In the best afterbirth care, it is to follow the natural design, leave well enough alone. The only need to ever tie off the cord is for a torn cord or an accident of a surgeon’s knife going into the cord. All other reasons are fear factors. Even a cord around the neck can be dealt with by putting something between the neck and the cord to prevent neck and vocal chord injury. For meconium, more blood into the baby will deal with the risk of infections, not less blood caused by early clamping. Fear of too much blood is a fear factor not known to cause an unnecessary clamping off the cord. After all, if there is any testing proving the placental blood inside the baby is harmful, there is always blood letting, known as venesection and phleboyomy.
I have read no medical publications of the latter having to be done to correct a natural birth where no one clamped or cut the umbilical cord.
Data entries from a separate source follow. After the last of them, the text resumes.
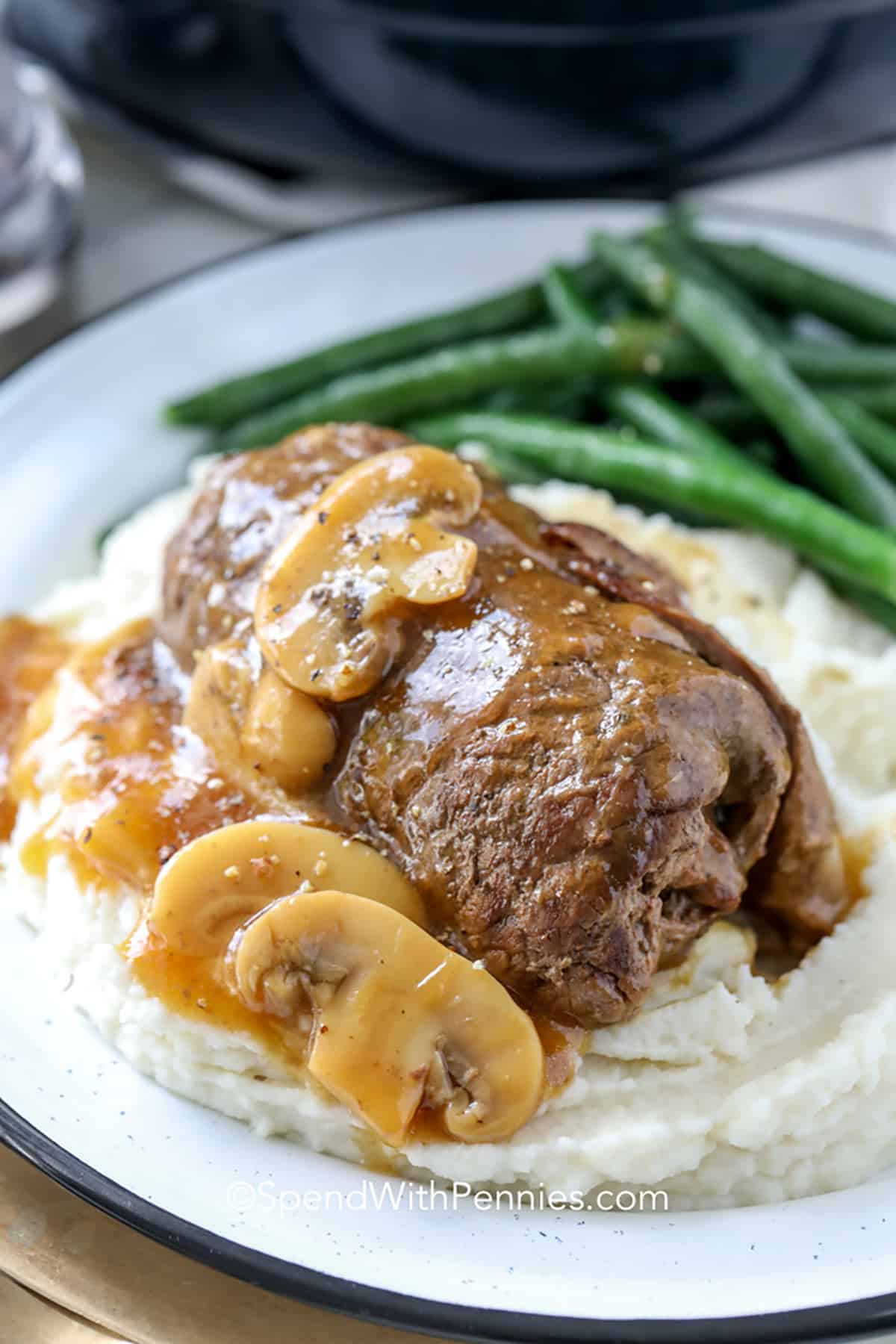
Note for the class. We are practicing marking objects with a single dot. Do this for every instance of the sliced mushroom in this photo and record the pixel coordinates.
(223, 878)
(258, 729)
(332, 597)
(287, 732)
(399, 1021)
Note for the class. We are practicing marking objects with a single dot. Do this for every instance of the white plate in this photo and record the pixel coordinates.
(80, 445)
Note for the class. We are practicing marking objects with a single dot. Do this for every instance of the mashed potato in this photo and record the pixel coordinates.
(726, 1088)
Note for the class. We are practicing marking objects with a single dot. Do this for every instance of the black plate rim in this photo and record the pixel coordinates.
(477, 1325)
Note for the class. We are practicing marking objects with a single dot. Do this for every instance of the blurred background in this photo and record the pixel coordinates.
(141, 139)
(210, 125)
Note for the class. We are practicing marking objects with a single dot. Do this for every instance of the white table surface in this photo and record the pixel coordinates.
(141, 228)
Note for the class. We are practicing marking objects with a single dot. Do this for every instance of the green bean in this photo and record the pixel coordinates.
(821, 532)
(874, 436)
(567, 401)
(227, 402)
(567, 302)
(825, 450)
(805, 290)
(676, 245)
(667, 421)
(460, 373)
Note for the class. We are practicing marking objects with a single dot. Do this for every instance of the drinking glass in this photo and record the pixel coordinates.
(40, 183)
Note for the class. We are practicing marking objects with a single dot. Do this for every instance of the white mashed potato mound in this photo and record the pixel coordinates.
(724, 1089)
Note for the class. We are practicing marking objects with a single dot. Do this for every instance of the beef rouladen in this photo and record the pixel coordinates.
(575, 773)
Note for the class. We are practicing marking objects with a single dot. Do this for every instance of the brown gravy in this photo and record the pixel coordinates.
(134, 786)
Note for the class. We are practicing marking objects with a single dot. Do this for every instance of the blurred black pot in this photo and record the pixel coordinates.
(541, 94)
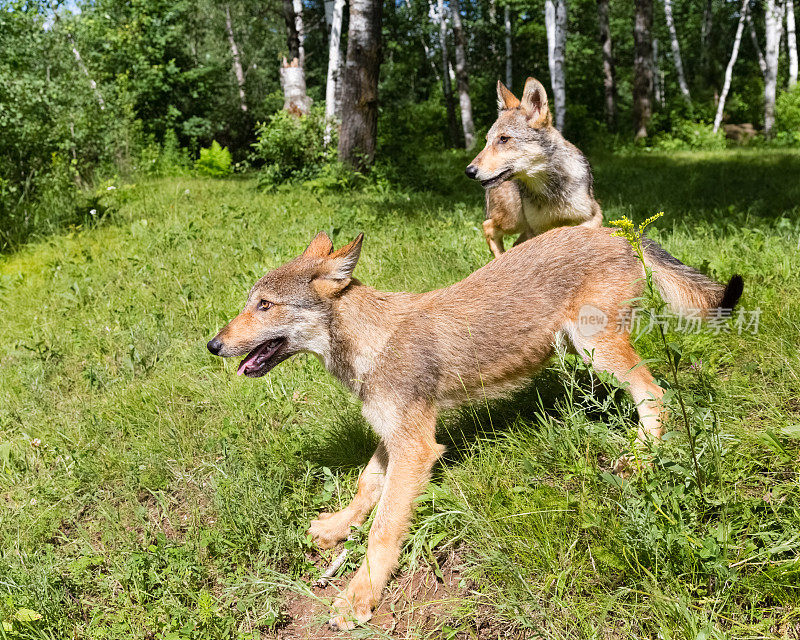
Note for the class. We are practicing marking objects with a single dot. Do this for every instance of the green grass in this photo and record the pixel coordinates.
(147, 491)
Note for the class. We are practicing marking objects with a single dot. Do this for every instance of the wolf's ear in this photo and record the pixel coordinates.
(320, 247)
(337, 270)
(534, 103)
(505, 99)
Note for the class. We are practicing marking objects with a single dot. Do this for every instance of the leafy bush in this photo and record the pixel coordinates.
(687, 134)
(787, 117)
(293, 148)
(214, 161)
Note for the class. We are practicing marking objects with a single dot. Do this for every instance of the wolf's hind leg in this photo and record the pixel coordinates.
(494, 237)
(612, 352)
(331, 528)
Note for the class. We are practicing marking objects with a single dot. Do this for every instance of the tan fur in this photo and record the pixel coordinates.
(535, 180)
(407, 356)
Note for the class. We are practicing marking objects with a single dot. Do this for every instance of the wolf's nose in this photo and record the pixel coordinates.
(214, 346)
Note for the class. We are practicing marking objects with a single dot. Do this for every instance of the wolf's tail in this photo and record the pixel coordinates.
(685, 289)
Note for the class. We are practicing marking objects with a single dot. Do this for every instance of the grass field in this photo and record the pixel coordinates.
(146, 491)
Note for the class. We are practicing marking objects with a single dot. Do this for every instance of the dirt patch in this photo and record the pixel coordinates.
(417, 603)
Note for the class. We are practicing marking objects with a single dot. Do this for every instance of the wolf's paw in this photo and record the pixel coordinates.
(330, 529)
(351, 608)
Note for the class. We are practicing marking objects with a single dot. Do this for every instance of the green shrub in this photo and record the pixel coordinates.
(787, 117)
(687, 134)
(214, 161)
(293, 148)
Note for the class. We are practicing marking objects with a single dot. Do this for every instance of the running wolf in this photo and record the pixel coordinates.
(407, 356)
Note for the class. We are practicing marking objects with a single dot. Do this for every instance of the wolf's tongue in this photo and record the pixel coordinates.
(256, 357)
(243, 365)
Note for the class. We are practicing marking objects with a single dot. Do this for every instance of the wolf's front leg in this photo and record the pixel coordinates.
(412, 453)
(332, 528)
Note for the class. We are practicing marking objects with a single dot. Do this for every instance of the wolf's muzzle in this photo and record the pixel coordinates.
(214, 346)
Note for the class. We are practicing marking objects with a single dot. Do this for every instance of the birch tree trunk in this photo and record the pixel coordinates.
(293, 83)
(726, 85)
(676, 52)
(237, 62)
(509, 66)
(642, 67)
(791, 43)
(754, 37)
(609, 74)
(774, 24)
(292, 39)
(447, 89)
(462, 78)
(297, 6)
(555, 19)
(360, 84)
(658, 85)
(81, 65)
(334, 45)
(705, 38)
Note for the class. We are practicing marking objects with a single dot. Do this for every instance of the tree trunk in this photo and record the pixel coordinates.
(774, 24)
(360, 86)
(705, 37)
(81, 65)
(334, 46)
(762, 64)
(676, 52)
(658, 85)
(237, 62)
(293, 83)
(509, 66)
(642, 67)
(609, 74)
(555, 19)
(292, 39)
(301, 34)
(791, 43)
(462, 78)
(726, 85)
(452, 124)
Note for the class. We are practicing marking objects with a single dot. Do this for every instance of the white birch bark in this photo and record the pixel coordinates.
(791, 43)
(81, 65)
(334, 60)
(447, 86)
(293, 83)
(555, 19)
(774, 23)
(507, 26)
(754, 37)
(301, 34)
(676, 52)
(237, 62)
(726, 85)
(462, 78)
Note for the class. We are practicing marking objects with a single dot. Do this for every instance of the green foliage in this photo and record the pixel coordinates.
(293, 147)
(690, 135)
(139, 476)
(787, 117)
(214, 162)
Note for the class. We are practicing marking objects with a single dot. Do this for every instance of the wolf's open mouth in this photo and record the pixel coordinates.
(263, 358)
(500, 177)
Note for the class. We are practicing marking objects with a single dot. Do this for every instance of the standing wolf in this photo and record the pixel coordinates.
(406, 355)
(535, 180)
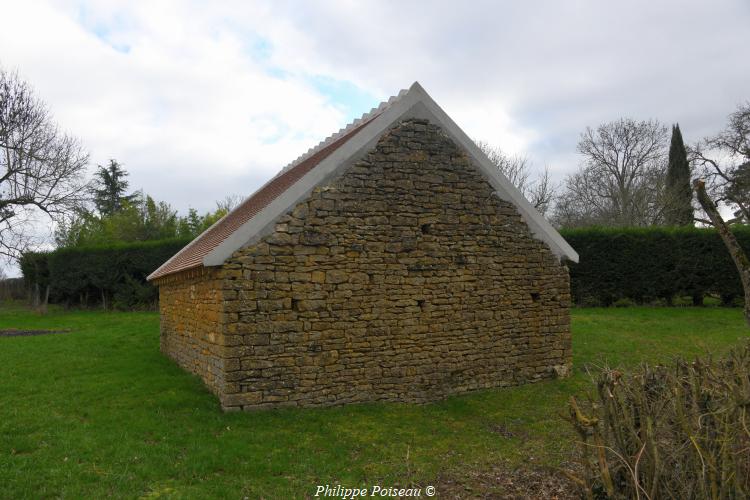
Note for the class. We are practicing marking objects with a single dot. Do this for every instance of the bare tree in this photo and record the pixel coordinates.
(622, 179)
(41, 168)
(517, 168)
(724, 162)
(730, 241)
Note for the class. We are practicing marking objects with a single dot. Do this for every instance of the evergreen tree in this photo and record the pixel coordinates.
(110, 187)
(679, 207)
This was the natural way prior to the 1920’s.
I hope the reader will visit my web petition to the United Nations: stronger babies by no clamping off their umbilical cord and add their real name position, and a comment.
Erwin Alber says
Thanks for your comment Elizabeth. In my estimation, so-called autism is caused by a number of factors, or a combination of those factors. According to Dr Tinus’s Smits MD, about 75% of autism is vaccine-related.
http://www.vaccinationinformationnetwork.com/to-vaccinate-or-not/
Other causes or contributing factors are toxic load from the mother’s mercury amalgam fillings or from coal-fired power stations, ultrasound pregnancy scans, drugs the mother was given while pregnant or during the birth of her baby, EMFs, and indeed early cord clamping.